Denunciado el hecho por el padre del niño lesionado y desarrollada la correspondiente instrucción, dentro de la cual se profirió contra el médico JESUS EGIDIO SOLIS BANGUERO medida de aseguramiento de detención preventiva con excarcelación, el 8 de junio de 1994 el Juzgado Sexto Penal del Circuito de Palmira confirmó la resolución de acusación (fs. 732 y ss.), proferida en primera instancia el 12 de noviembre de 1993 por el Juzgado Sexto Penal Municipal de la misma ciudad (fs. 678 y ss.), contra el doctor SOLIS BANGUERO, por el delito culposo de lesiones personales, dando por demostrado el nexo causal existente entre la técnica utilizada por el médico cirujano (uso conjunto de la pinza o campana de Gomco y el electrobisturí), con el resultado lesivo en la integridad física del niño.

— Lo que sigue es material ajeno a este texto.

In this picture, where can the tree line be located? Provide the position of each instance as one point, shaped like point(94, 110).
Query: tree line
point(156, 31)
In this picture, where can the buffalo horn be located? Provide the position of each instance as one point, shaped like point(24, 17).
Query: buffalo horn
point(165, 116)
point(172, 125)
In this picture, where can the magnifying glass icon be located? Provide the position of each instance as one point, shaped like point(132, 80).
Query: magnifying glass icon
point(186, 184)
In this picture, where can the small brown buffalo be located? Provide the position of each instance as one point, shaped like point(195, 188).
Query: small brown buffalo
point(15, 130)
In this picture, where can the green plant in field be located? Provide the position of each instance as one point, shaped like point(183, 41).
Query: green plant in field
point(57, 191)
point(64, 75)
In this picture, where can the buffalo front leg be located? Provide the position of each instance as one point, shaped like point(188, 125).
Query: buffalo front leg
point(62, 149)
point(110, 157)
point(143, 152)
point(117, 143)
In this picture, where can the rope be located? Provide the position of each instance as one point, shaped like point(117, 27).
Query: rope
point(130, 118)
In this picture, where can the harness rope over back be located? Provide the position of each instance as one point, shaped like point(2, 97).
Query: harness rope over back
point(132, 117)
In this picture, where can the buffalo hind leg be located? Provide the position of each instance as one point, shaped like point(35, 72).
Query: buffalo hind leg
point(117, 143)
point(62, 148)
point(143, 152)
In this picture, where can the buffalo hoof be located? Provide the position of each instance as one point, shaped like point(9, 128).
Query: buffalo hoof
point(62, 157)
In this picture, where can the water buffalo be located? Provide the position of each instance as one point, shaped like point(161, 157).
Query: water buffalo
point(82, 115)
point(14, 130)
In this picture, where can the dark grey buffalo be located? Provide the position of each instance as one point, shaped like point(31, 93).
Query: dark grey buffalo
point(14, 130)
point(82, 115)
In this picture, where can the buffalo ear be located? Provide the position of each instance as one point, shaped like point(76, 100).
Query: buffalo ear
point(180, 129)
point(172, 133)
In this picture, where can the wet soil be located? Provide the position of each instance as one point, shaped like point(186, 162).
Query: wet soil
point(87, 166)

La resolución acusatoria de segunda instancia fue notificada personalmente, el 9 de junio de 1994, a la representante del Ministerio Público y al apoderado de la parte civil, y por estado el 16 de los mismos (f. 754).

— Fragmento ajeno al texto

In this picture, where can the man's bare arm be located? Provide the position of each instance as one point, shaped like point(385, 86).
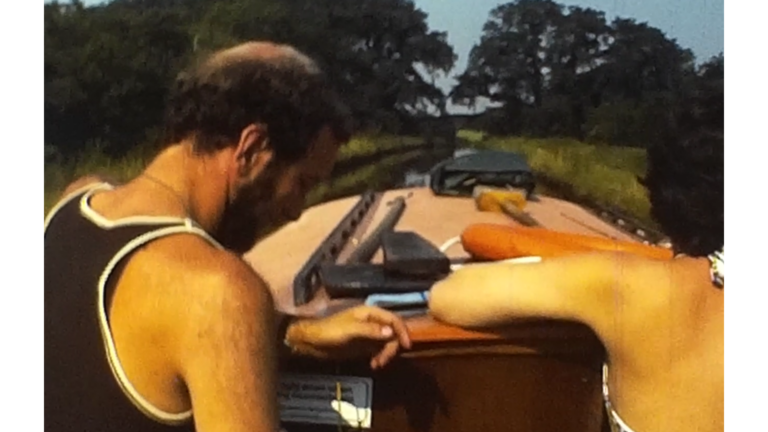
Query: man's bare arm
point(228, 357)
point(580, 289)
point(83, 182)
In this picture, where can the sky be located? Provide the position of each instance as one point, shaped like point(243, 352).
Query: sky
point(696, 24)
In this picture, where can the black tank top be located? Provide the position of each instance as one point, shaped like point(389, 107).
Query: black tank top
point(84, 388)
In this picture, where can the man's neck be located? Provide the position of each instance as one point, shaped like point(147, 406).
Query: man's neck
point(190, 180)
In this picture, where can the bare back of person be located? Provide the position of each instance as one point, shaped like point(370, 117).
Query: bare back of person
point(663, 324)
point(667, 371)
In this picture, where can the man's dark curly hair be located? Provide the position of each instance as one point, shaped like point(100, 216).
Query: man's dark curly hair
point(686, 173)
point(213, 102)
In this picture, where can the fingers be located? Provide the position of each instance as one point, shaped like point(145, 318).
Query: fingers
point(385, 356)
point(392, 325)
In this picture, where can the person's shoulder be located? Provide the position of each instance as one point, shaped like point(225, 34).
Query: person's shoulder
point(196, 262)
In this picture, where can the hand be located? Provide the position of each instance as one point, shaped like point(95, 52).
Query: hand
point(361, 331)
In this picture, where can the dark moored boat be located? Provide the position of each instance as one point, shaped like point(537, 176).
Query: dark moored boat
point(533, 377)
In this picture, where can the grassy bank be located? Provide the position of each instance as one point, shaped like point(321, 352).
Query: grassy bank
point(368, 161)
point(583, 173)
point(586, 173)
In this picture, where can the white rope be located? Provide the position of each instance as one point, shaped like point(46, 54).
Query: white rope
point(457, 240)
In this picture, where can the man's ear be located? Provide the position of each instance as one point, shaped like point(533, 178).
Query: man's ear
point(254, 151)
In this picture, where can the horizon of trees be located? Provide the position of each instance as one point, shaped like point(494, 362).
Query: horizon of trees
point(552, 70)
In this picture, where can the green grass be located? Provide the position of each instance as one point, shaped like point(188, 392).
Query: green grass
point(601, 174)
point(401, 150)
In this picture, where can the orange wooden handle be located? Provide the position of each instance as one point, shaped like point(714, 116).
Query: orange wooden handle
point(503, 242)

Adelantado el juicio y celebrada audiencia pública, el 28 de junio de 1996 el Juzgado 1° Penal Municipal de Palmira puso fin a la instancia, absolviendo al acusado por no encontrar “certeza probatoria” para condenar (fs. 1121 y ss.); fallo apelado por el apoderado de la parte civil y revocado el 16 de diciembre del mismo año por el Juzgado Sexto Penal del Circuito de Palmira (fs. 2003 y ss.), mediante el que es objeto del recurso excepcional de casación, condenando al doctor JESUS EGIDIO SOLIS BANGUERO a la pena principal de trece meses de prisión, multa por valor de $ 2.669 y suspensión en el ejercicio de la profesión médica durante seis meses; igualmente le impuso interdicción de derechos y funciones públicas por el mismo lapso de la pena de prisión y la obligación de indemnizar los perjuicios materiales causados con el delito, por valor de $ 349.002.966,70, y los morales por el equivalente en moneda nacional de mil gramos oro. De otra parte, concedió el subrogado de la condena de ejecución condicional.
LA IMPUGNACION:
Dentro del término de ejecutoria de la sentencia de segunda instancia, el defensor del procesado SOLIS BANGUERO interpuso y sustentó la impugnación, solicitando la intervención excepcional de la Corte con la finalidad de desarrollar la jurisprudencia respecto de dos aspectos de la relación de causalidad prevista en el artículo 21 del Código Penal, a saber: causalidad genérica y su demostración dentro del proceso penal, y la naturaleza jurídica y relevancia de las denominadas “concausas” en la determinación del aspecto objetivo del delito.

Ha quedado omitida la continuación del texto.